One exception in this section well worth reading is Gibbons’ Three Myths about Climate Adaptation Work. She points out that climate change is not just an urban problem; we can’t afford to forget suburbia and rural areas. She also notes that there are no universal solutions to climate change; just as its manifestations vary from locale to locale, so must its solutions. Earl’s essay on Washington DC’s unpreparedness for a Florence-like hurricane was also informative, as was Woodside’s on how institutions of higher education can adapt to climate change.
I found the second section’s fifteen essays to be the most valuable. The essays on both water and energy offered real solutions relatively uncolored by polemics or politics.
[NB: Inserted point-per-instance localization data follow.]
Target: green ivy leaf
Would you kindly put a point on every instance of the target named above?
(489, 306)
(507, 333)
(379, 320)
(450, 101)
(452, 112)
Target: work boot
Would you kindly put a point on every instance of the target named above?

Mosley’s Developing the Energy Efficiency Workforce: A Collaborative Approach highlighted an important issue that’s often overlooked by those enamored with the promise of renewable energy. I found myself intrigued enough by Wodder’s depiction of Community Water and Energy Resource Centers to read further about them – there are real advantages to distributed systems in terms of community recovery. Unfortunately, she glosses over the capital requirements and ignores their workforce needs.
Bohan’s article on how public schools could adapt was also interesting. Its central argument of the public school as the hub for assuring the health and safety of the whole child – not just their education struck a chord with me. I have seen the success of this kind of thinking in housing for the homeless (dealing with all of their problems, not just providing temporary shelter) and believe it could be just as successful in schools.
The third section starts with Wilson’s What Democratic Design Looks Like. I really love the opening quote by Sandra Turner-Handy:
“The word empower, I truly hate it. No one can empower you. We have the power already. It’s just about utilizing the power, and I think in the City of Detroit, the people have been so misled that they no longer think they have this power to really move the city forward. A lot of the work that we have done at this table, in certain communities, we have reenergized that power with the residents. And that is what it’s about—reenergizing the power residents already have.”
This essay talks about Detroit’s metamorphosis from a city without hope to one with a vision for the future, and its first step to realize that vision. It’s a 50 year framework; too often we forget that resilience takes time. As Wilson says, Detroit’s success “will be measured with longer time horizons,” city government a part – not the whole – of the solutions. Alan Mallach’s following essay also highlights that Detroit has made a start but has much left to do. Two articles on urban transit were also informative as were those on parks, walkable suburbia and urban flood control. The others in this section – not much.
The last section was marred by several political essays blaming Mr. Trump for seemingly all of the world’s ills. If you are inclined to accept their assertions at face value these essays may not bother you; in those cases where I either knew the facts or was able to access independent information the essays badly mis-represented the Administration’s positions. The polemic against the EPA’s proposed “transparency rule” is a good example. According to the essay, the proposed rule would require exposure of patients’ private information – absolutely false! The operative part of the proposed rule requires that the EPA “ensure that the regulatory science underlying its actions is publicly available in a manner sufficient for independent validation. Where available and appropriate, EPA will use peer-reviewed information, standardized test methods, consistent data evaluation procedures, and good laboratory practices to ensure transparent, understandable, and reproducible scientific assessments.” I suppose you can argue with the proposed rule (although I’m not sure on what basis) but I defy the author to explain how the EPA’s rather innocuous proposal leads to her allegations of potential violation of patient privacy (It is truly unfortunate that the Tweeter-in-Chief lends himself to caricature so well. His public statements – and essays like these – don’t help us have some of the adult conversations we should be having.).
The section was redeemed by two articles relating to finance – Environmental Impact Bonds and “Pay for Success.” Too many of today’s politicians seem to forget that somebody has to pay for the politicians’ well-intentioned ideas and that those ideas need to work. Organizing and singing kumbaya are great but don’t fix any problems.
Previously I reviewed an earlier edition of Resilience Matters for the Diva (Long may she reign!). I can best summarize my views on this edition the way I summarized that one. “I can neither condemn nor recommend this tidy collection (this one’s not as tidy). If the polemics don’t bother you, there are some valuable nuggets here. If you’d prefer pronouncements on policy independent of partisanship, then you might not want to bother.”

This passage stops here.